SAN ANTONIO, TX – December 20, 2018 -- Atlanta Track Club’s Keturah Orji won the prestigious Bowerman Award Thursday night becoming the first University of Georgia athlete to receive collegiate track and field’s highest honor.
Orji, an eight-time NCAA Champion in the triple jump and long jump was honored at the U.S. Track & Field and Cross Country Coaches Association annual banquet in San Antonio. It was her third time as a finalist. This year, University of Kentucky sprinter Sydney McLaughlin and Arizona State University shot putter Maggie Ewen were fellow finalists. Mike Norman of USC won the men’s award.
“It is such an honor to win the Bowerman especially with such an extremely talented and successful group of finalists,” said Orji. “This is a great way to officially close out my NCAA career.”
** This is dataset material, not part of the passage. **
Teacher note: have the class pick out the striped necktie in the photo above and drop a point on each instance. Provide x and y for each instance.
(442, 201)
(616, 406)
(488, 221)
Named for legendary University of Oregon Track & Field Coach Bill Bowerman, The Bowerman has been awarded to the top male and female athlete in NCAA track and field since 2009. The winner is chosen by national and regional media personnel, track & field statisticians, NCAA collegiate administrators, past winners and fans. Past winners include Olympic Medalists Ashton Eaton, Galen Rupp, Brianna Rollins and Atlanta-native Christian Coleman.
This is the second major honor for Orji in 2018. In October, she was named NCAA Woman of the Year for her excellence in athletics, academics, leadership and community service.
Now competing professionally for Atlanta Track Club, as a Bulldog Orji won four outdoor and three indoor titles in the triple jump. She also won one outdoor title in the long jump. In 2016, she was fourth at the Rio Olympics missing the bronze medal by just three centimeters. In 2017, while a student at UGA she founded Amara’s Pride, a mentorship group for young women in the Athens area. Orji is the only woman in history to be nominated for the Bowerman three times.
Orji is currently completing her masters degree in sports management and policy at UGA while training for the USATF Indoor Track & Field Championships in February where she will try to better her American indoor record of 47 feet, 8 inches.